The photothermal glass business layout is expected to benefit from high demand and a sharp rise in volume profits brought about by high barriers in the industry. In March 2023, the National Energy Administration proposed that solar thermal power will start an additional 3 GW per year during the “14th Five-Year Plan” period. The scale of solar thermal installations and the demand for related equipment in China are expected to rise. In 2017, the company broke the technology monopoly of Japan's Asahi Glass and developed its own 3mm and 4mm photothermal ultra-white float glass substrates. The full spectral transmittance reached more than 91%, and the main quality performance indicators such as elastic modulus, weather resistance, and Mohs hardness all reached the advanced level of peers. Currently, the production capacity of photothermal glass in the industry is limited. The industry barriers are high and the competitive pattern is stable. Under production capacity, Asahi Glass and Ancai Hi-Tech each account for about half of the market. In the future, the company is expected to benefit from the high demand for glass brought about by the rapid development of photothermal power generation and achieve a sharp rise in quantitative profit.

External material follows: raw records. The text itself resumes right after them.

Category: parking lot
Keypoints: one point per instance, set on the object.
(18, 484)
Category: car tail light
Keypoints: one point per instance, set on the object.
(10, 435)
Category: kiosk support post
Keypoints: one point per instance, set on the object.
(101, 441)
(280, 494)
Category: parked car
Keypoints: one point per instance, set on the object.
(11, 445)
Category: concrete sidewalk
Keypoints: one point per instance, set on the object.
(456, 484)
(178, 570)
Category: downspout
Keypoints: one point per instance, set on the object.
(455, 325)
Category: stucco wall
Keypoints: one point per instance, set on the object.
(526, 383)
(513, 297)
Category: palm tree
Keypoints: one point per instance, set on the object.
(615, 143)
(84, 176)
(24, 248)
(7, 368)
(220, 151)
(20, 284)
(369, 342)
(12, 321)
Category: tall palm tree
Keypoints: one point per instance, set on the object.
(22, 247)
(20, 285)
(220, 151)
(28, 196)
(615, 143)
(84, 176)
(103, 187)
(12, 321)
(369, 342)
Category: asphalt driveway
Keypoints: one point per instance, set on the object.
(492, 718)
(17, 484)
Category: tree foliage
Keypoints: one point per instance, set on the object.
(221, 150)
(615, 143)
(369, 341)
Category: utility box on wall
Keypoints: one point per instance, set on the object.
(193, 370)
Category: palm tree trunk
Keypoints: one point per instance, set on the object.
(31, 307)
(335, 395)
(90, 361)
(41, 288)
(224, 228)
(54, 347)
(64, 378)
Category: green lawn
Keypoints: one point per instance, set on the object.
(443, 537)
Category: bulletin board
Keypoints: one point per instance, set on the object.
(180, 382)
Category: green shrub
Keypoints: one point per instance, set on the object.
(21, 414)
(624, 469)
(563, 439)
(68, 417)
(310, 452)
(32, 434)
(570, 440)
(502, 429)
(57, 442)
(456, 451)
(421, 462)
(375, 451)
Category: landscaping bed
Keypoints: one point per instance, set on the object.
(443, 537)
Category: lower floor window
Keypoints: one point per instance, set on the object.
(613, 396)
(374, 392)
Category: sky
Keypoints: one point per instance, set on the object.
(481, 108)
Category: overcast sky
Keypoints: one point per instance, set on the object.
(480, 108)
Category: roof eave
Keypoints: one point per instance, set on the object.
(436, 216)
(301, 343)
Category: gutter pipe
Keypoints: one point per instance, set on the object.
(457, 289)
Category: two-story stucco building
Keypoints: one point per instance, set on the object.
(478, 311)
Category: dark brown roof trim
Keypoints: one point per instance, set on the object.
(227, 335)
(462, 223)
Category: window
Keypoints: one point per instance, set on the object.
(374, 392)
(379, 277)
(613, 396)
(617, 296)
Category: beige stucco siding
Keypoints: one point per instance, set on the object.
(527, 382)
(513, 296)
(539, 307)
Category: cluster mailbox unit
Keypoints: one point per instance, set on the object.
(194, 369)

Shipment structure optimized+raw material prices fall, and the gap between the gross margin of photovoltaic glass and leading companies continues to narrow.

The company optimized the sales product structure, increased the proportion of 2.0mm photovoltaic glass shipments with high gross margin, and actively deployed quartz sand processing production capacity. The gap between the overall gross margin of the photovoltaic glass business and the first tier continued to narrow. The gross profit margin of the company's photovoltaic glass in 2022 was 17%, 6/6 pcts lower than industry leaders Xinyi Solar and Follett, and the gap narrowed 10/5 pcts year over year. Starting in 2023, as the price of silicon materials drives profit recovery in the module chain, the capacity utilization rate of the glass industry is expected to increase; when combined with the price of soda ash and natural gas, the profitability of photovoltaic glass will experience marginal improvement.

Profitability is expected to improve further with the sale of assets related to the LNG, CNG trade, and gas station business. The company plans to sell 100% of Henan Ancai Gas's shares and LNG and CNG business assets operated by the company to the controlling shareholder Henan Investment Group or its holding subsidiaries. The transaction will be completed by the end of June 2024. After the transaction is completed, the company will gradually shift its business focus to businesses such as photovoltaic glass, photothermal glass, and pharmaceutical glass with higher technical added value and gross margins, and profitability is expected to improve.

Risk warning: the risk of PV glass production and sales falling short of expectations; the risk of increased competition in the industry; the risk that the company's cost reduction falls short of expectations; the risk that the bidding and construction of photothermal projects will not advance as expected.

Investment advice: We expect the company to achieve operating income of 4,886/55.6/6.80 billion yuan in 2023-2025, an increase of 17%/15%/22% over the previous year; achieve net profit of 2.58/3.40/501 million yuan, an increase of 232%/32%/48% over the previous year. The current stock price corresponding to PE is 29/22/15 times, respectively. Considering the FCFF valuation and relative valuation, we believe that the reasonable valuation range for the company's stock price is 6.99-7.44 yuan, which corresponds to the dynamic PE range of 2023, 29-31 times, which is 2%-9% of the company's current stock price. The first coverage gave an “increase in holdings” rating.

The translation is provided by third-party software.